The attacks on TABOR continue

October 11, 2015

By Amy K. Frantz , Toledo Chronicle, Tama News-Herald

Do Legislators have a Constitutional right to impose taxes on citizens and to deny citizens any veto power over those actions? A group of politicians in Colorado seems to think so, and are continuing their quest to overturn the Taxpayer’s Bill of Rights, or TABOR, from the Colorado State Constitution.

In Colorado, citizens are permitted to place measures on the ballot by initiative petition, and in 1992 the TABOR Constitutional Amendment was adopted by Colorado voters. TABOR requires majority voter approval to increase tax rates, to take on new debt, or to increase spending more than the rate of inflation plus state population growth.

In the original provisions of TABOR, any revenue collected in excess of the spending limit, plus an emergency relief fund of 3 percent of fiscal year spending, had to be returned to the taxpayers in the form of rebates. However, in 2005 Colorado voters approved a measure to forego the rebates for five years, following a scare campaign conducted by the state’s big spenders.
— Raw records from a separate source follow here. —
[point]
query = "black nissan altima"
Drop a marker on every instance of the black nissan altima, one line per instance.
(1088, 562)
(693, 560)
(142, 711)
But halting the rebates to Colorado taxpayers was apparently not enough. In 2011 a bipartisan group of current and former elected officials filed a lawsuit, stating in Kerr et al. v. Hickenlooper that “[a]n effective legislative branch must have the power to raise and appropriate funds. When the power to tax is denied, the legislature cannot function effectively to fulfill its obligations in a representative democracy and a Republican Form of Government.” The plaintiffs in the case were asking the courts to strike the TABOR Amendment from the Colorado Constitution.

The lawsuit slowly made its way through the courts, ending up at the U.S. Supreme Court. However, in June, the Supreme Court ordered the case back to the U.S. Court of Appeals for the Tenth Circuit in Denver, which had previously sided with TABOR opponents.

With the Supreme Court’s order, the case against TABOR remains unresolved for now, but one thing that is clear is that some politicians will stop at nothing to retain their power to tax and spend. After all, politicians might find it harder to be so generous with taxpayer dollars if they have to ask permission of the taxpayers first!

Amy K. Frantz is vice president of the Public Interest Institute in Mount Pleasant.